5See, I will send the prophet Elijah to you before that great and dreadful day of the Lord comes. 6He will turn the hearts of the parents to their children, and the hearts of the children to their parents; or else I will come and strike the land with total destruction (Malachi 4:5-6).
Four hundred years of darkness had passed since that prophecy of Malachi. As a priest and a man of God, he knew all about the controlling and corrupt leadership of Israel that he saw daily. Zechariah would have been familiar with the passages of Scripture concerning the coming of the Messiah and his forerunner. Have you ever thought that, in the foreknowledge of God, we could be the answer to our prayers? Often, God will lay a particular burden on our hearts before He reveals to us that we are the one called to be the answer to the prayer. Do not think it a coincidence that he was the one chosen by lot to offer incense that day! Zechariah being chosen was all in the plans and purposes of God. As he released the incense on the hot coals of the Altar of Incense symbolizing prayer, he would have prayed for the people of Israel, that the Messiah and His forerunner would come and release them from the cruel oppression not only of the corrupt leaders of Israel but also of the Romans, too.

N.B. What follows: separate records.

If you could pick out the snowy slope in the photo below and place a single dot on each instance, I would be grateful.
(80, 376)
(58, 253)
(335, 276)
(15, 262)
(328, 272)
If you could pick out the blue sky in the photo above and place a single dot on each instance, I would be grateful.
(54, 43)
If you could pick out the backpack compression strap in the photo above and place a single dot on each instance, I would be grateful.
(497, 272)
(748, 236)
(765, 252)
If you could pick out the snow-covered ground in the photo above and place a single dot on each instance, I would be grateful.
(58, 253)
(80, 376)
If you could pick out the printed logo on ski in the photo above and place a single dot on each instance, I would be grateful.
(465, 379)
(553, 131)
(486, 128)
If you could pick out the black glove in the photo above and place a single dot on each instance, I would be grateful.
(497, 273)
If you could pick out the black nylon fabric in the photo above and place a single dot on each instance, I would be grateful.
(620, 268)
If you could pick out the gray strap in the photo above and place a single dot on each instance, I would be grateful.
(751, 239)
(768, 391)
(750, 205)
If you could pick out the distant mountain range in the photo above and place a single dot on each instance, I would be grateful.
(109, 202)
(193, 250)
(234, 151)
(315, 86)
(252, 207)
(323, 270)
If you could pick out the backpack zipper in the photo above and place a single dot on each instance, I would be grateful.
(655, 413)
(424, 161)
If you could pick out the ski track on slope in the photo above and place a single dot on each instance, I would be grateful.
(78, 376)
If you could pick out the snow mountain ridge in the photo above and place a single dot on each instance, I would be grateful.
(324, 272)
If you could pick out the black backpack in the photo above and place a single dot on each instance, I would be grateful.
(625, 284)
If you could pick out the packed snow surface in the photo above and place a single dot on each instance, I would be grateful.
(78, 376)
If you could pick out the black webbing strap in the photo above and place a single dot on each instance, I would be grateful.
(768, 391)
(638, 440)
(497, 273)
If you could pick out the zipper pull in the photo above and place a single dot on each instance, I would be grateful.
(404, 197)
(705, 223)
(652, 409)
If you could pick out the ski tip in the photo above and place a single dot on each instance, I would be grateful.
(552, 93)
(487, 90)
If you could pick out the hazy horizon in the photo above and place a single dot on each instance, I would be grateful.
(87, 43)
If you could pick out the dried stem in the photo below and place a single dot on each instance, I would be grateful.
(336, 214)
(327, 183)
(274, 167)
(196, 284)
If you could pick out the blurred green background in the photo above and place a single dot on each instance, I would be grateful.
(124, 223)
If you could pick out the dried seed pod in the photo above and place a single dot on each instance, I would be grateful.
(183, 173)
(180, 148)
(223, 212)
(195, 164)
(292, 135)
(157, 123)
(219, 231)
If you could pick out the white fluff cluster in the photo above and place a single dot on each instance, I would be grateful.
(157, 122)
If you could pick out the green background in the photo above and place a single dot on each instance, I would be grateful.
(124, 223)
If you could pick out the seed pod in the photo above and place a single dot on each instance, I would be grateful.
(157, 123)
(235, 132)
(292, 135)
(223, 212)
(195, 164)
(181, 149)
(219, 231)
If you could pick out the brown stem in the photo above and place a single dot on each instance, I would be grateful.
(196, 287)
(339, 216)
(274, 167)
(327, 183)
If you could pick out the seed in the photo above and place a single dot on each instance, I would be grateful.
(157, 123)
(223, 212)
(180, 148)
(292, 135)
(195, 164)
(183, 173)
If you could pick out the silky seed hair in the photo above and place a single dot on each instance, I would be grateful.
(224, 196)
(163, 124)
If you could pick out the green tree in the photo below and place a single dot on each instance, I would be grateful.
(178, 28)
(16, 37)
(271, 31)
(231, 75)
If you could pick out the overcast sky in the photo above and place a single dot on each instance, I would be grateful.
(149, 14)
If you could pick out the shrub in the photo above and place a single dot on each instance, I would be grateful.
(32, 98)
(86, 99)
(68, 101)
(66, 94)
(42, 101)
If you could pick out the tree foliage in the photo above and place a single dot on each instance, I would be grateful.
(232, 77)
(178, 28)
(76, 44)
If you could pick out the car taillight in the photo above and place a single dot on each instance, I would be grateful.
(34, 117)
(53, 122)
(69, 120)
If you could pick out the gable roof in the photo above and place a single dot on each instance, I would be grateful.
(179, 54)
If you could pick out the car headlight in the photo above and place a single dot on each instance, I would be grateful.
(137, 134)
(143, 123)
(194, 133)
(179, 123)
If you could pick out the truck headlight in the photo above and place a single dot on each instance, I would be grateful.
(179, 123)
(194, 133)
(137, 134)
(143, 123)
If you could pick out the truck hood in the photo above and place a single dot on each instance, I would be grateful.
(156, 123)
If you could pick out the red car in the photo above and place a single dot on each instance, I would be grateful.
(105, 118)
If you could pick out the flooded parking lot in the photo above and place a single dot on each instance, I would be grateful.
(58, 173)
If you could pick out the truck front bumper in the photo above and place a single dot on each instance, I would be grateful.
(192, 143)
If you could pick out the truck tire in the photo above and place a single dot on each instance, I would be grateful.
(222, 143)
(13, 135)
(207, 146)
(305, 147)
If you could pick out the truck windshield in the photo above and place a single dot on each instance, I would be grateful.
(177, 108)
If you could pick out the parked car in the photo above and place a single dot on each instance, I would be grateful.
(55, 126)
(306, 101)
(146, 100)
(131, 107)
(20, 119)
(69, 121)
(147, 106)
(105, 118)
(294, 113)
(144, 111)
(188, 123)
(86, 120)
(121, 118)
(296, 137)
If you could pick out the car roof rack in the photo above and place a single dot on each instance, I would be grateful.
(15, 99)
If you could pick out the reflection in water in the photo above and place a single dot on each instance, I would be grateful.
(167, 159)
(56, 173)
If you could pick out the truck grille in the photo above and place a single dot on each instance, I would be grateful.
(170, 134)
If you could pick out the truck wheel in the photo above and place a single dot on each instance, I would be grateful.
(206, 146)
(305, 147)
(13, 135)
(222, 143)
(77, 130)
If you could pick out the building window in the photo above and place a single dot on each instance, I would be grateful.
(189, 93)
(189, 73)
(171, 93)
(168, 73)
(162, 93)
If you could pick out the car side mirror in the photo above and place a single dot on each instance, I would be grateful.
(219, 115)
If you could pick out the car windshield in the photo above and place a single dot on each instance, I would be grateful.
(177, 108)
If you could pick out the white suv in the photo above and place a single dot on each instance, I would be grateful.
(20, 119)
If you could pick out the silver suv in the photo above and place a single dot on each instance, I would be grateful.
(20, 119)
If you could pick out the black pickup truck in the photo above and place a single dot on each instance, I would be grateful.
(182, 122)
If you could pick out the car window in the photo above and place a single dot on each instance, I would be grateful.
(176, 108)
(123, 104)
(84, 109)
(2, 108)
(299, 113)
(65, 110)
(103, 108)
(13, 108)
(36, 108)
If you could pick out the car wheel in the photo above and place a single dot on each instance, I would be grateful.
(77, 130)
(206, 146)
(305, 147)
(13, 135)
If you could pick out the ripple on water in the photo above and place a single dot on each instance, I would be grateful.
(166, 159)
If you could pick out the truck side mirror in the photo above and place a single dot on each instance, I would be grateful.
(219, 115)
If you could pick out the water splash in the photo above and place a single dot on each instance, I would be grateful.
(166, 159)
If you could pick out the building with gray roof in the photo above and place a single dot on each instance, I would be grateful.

If you had an opportunity to get right to the veil before the Lord and know without a doubt that He would hear and give you what you asked, what would you ask? Why do you suppose Zachariah was struck dumb?
18Zechariah asked the angel, "How can I be sure of this? I am an old man and my wife is well along in years." 19The angel answered, "I am Gabriel. I stand in the presence of God, and I have been sent to speak to you and to tell you this good news. 20And now you will be silent and not able to speak until the day this happens, because you did not believe my words, which will come true at their proper time." 21Meanwhile, the people were waiting for Zechariah and wondering why he stayed so long in the temple. 22When he came out, he could not speak to them. They realized he had seen a vision in the temple, for he kept making signs to them but remained unable to speak. 23When his time of service was completed, he returned home. 24After this, his wife Elizabeth became pregnant and for five months remained in seclusion. 25"The Lord has done this for me," she said. "In these days he has shown his favor and taken away my disgrace among the people" (Luke 1:18-25).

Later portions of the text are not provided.